Navidad

Hacía tan sólo dos días de su trigésimo segundo año de casados. Pero habían sido 32 años cojonudos.

Vieron crecer hijos, primos, sobrinos, viajaron a ver el Taj Majal y aquel pequeño pueblo de Galicia donde ella había nacido.

Él la había salvado de una vida entera de soledad. Ella le salvó de sí mismo.

Hasta el último de los días en los que estuvo sano, hicieron el amor mirándose a los ojos.

Ella había comprado un pequeño regalo, para conmemorar todo el cariño que le había dado durante tantos años. No pudo dárselo.
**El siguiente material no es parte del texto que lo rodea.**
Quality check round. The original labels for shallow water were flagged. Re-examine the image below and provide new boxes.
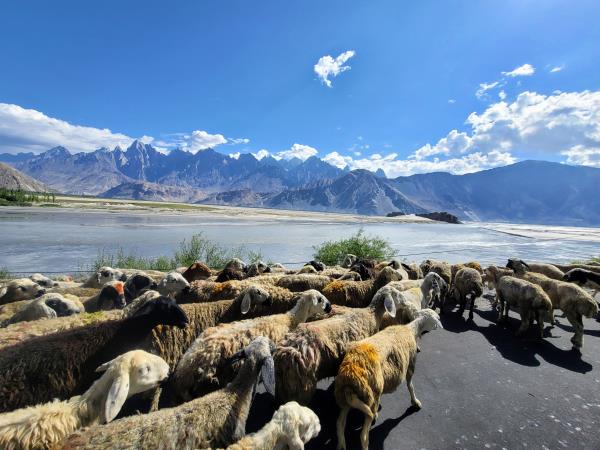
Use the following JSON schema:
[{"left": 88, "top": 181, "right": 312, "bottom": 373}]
[{"left": 0, "top": 208, "right": 600, "bottom": 273}]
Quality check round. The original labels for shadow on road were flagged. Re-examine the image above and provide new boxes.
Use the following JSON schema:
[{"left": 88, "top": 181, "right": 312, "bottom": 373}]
[{"left": 441, "top": 300, "right": 600, "bottom": 373}]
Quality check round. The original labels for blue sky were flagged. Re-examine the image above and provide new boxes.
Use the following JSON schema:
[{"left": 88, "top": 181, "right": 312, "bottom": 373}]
[{"left": 0, "top": 0, "right": 600, "bottom": 175}]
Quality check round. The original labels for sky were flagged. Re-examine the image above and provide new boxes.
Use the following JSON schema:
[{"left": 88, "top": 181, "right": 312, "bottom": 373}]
[{"left": 0, "top": 0, "right": 600, "bottom": 176}]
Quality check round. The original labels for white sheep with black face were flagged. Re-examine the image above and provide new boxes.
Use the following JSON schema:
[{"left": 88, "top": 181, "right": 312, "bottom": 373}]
[
  {"left": 156, "top": 272, "right": 190, "bottom": 297},
  {"left": 82, "top": 266, "right": 127, "bottom": 288},
  {"left": 0, "top": 350, "right": 169, "bottom": 450},
  {"left": 0, "top": 278, "right": 46, "bottom": 305}
]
Aguantó lo suficiente como para gruñir un «nos vemos», agarrado de la mano de su esposa, mirándola a los ojos como cuando hacían el amor. Puso toda su esperanza en que los dos acabarían en el mismo sitio.

Un día y dos horas después, ella está sentada en el banco del tanatorio, esperando que llegue su marido. Las ganas de gritar quedan amarradas por la tristeza. La soledad le muerde los labios, y daría lo que fuera por volver a oír su voz. El ordenador da otro pantallazo azul, le recuerda que no sabe de informática, que nunca le hizo falta cuando estaba él. Mira el teléfono, pensando qué posibilidades hay de que al marcar el número le responda una voz conocida. Tiene miedo de volver a su casa. No habrá nadie sentado en el sofá para sonreírle. Las lágrimas fluyen por sus mejillas. Marca el teléfono, suena una vez. Cuelga. Murmura un breve «adiós, mi amor» mientras pulsa «borrar» en la pantalla.

Daría cualquier cosa por volver a verle.

Dos meses después, logra murmurar un «hasta nunca», al enfermero que la mira desolado, mientras Ella, con una sonrisa triste y una lágrima, cierra los ojos.

Sabía perfectamente que no acabarían en el mismo sitio.